Никаких элементарных условий там не было — ни водопровода, ни одного судна, а большинство раненых были слишком слабы, чтобы выходить во двор. Вонь стояла такая, что хоть ножом режь, она пропитывала одежду и волосы человека и не выветривалась еще долго после того, как тот оттуда уходил.
Не было никаких антисептических средств, никаких лекарств — ни единой бутылки лизоля, ни единой пачки аспирина. Жалкий запас миссионерской больницы был давно исчерпан. Немецкий доктор работал без обезболивающих, без всяких препаратов боролся против вторичной инфекции. Вонь от гниющих ран стояла не слабее той, другой, вони.

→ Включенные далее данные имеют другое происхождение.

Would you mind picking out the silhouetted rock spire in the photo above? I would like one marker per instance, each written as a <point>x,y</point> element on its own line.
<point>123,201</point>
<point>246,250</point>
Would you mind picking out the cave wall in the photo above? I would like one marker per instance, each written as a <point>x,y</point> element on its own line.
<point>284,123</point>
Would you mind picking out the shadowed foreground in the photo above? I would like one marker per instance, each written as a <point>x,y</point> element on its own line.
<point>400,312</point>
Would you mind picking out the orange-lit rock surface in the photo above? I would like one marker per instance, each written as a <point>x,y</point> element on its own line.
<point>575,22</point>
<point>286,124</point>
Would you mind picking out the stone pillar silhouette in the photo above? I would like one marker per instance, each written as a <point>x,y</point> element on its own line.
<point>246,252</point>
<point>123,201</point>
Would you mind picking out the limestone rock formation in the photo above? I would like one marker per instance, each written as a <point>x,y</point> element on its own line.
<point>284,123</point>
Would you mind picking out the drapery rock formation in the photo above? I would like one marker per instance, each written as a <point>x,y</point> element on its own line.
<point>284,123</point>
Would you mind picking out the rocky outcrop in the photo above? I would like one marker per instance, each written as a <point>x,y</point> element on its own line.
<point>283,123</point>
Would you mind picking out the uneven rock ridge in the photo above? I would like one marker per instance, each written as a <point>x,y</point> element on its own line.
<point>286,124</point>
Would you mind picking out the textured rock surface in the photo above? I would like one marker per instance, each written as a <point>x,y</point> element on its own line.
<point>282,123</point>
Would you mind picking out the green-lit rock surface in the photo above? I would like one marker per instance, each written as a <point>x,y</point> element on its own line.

Самыми страшными были ожоги горчичным газом. Эти волдыри и открытые раны смазывали тавотом. На железнодорожном дворе нашли две бочки этого «лекарства».

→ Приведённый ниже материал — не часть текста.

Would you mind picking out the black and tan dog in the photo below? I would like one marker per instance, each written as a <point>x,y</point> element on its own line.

Вики Камберуэлл последний раз спала два дня тому назад и то не больше трех часов. С тех пор она беспрерывно работала, ухаживая за несчастными. Она была смертельно бледна, глаза запали, под ними появились черные круги. Ноги опухли от постоянного стояния, плечи и спина ныли, как будто их перепиливали тупой пилой. Ее льняное платье было заляпано пятнами запекшейся крови и другими, еще менее привлекательными выделениями, а она все работала и работала в отчаянии от того, что они так мало могут сделать для сотен страдающих.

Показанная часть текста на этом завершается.